Civil Servants reminded that they are servants, not masters

Sai's Comments:
  • While I loath the messenger as an illegal imposition on the public service, I do support the message that civil servants "need to be constantly reminded that they are servants and not masters."
  • As a young boy growing up in the village, I often witness civil servants arriving to carry out their duties and being lauded as powerful and important visitors. They are put up in the best house while the rest of the family sleep in their cooking house, and get the best food. Often each clan or division of the village taking turns to cater for their meals the whole duration they're there. For those carrying out extensive work such as a building water tanks, their stay can stretch to months.
  • I know this only too well as my father was the Village Headman (Turaga ni Koro) tasked with looking after the civil servants as the village administrator. How I often grumbled at being fed with food not as tasty or plentiful as those offered to the civil servants or having to sleep out in the cooking house! In saying this, I must acknowledge that often, but not always, civil servants who come for long stays often bring some supplies to supplement the contributions of the village.
  • While the villagers happily see this as part and parcel of being good hosts, what is often disturbing is the obvious sense of self importance some civil servants place on their position and somehow expect to be treated is exactly the same manner as chiefs etc..It is undoubtly a carry over from the colonial days when civil servants were Europeans and were somehow revered by villagers for some strange reasons in addition to being white skinned.
  • Any change in this culture and attitude of civil servants will be very much welcomed in villagers. If this changed had taken place much earlier, it may well ensured I never missed out again on my usual share of the tastiest fish and yam and the comfort of my own bed!!! O sobo na gauna! Alas the time!

Fiji Village News - 25/09/2010 

Civil servants have been told once again that they need to be constantly reminded that they are servants and not masters.

The Commissioner Eastern, Colonel Mosese Tikoitoga told the Heads of government departments in the Central Division at their quarterly meeting in Nausori yesterday to emphasize the need of change in attitude while performing their duties. 

Colonel Tikoitoga said that often when civil servants visit rural areas they easily forget their status as servants to people once accorded with special treatment from the vanua.

He said these results in false promises and information given to the people.

The half day meeting was attended by Provincial Administrators from Naitasiri, Serua, Tailevu, Namosi and Rewa with respective heads of departments in the Central Division and discussions centred on priority developments that need to be implemented in the division.

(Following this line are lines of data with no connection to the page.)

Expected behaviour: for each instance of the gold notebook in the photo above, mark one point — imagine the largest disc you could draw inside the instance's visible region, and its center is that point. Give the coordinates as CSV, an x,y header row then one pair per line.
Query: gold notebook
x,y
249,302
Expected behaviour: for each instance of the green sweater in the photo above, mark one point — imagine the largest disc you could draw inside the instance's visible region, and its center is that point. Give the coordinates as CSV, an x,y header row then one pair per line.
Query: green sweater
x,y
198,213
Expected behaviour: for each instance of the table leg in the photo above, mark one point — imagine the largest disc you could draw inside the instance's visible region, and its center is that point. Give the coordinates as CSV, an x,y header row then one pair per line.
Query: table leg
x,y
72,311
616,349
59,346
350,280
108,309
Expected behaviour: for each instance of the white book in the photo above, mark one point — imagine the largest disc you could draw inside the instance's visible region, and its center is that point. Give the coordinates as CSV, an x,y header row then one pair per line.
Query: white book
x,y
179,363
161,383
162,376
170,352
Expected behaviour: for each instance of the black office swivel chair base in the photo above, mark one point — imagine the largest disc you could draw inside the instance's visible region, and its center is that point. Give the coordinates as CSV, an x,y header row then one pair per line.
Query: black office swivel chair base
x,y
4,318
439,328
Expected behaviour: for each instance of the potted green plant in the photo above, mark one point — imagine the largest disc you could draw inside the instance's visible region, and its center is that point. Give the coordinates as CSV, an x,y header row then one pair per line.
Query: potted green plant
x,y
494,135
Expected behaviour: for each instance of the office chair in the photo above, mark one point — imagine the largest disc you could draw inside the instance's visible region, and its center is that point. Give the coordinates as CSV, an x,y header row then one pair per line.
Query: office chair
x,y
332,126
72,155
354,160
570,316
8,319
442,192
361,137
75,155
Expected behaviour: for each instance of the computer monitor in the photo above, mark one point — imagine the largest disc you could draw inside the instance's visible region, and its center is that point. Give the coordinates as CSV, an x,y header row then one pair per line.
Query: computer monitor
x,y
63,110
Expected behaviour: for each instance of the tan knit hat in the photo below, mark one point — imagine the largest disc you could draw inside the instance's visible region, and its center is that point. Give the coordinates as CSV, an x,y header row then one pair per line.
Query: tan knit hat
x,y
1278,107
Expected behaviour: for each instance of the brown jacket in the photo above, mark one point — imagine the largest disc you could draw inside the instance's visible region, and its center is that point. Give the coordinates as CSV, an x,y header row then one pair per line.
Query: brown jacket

Colonel Tikoitoga told the heads of government departments that they need to alert the commissioner's office and all other departments on their activities so that they can all work collectively to ensure maximum results.

He discouraged department heads to go solo on their visits to rural areas.

Meanwhile the Roko Tui Serua, Setefano Osonamoli said that the integrated approach will maximize government's resources and ensure developments are successfully implemented. 

He said all departments need to take this approach seriously and sing the same tune as the way forward for better developments in Fiji.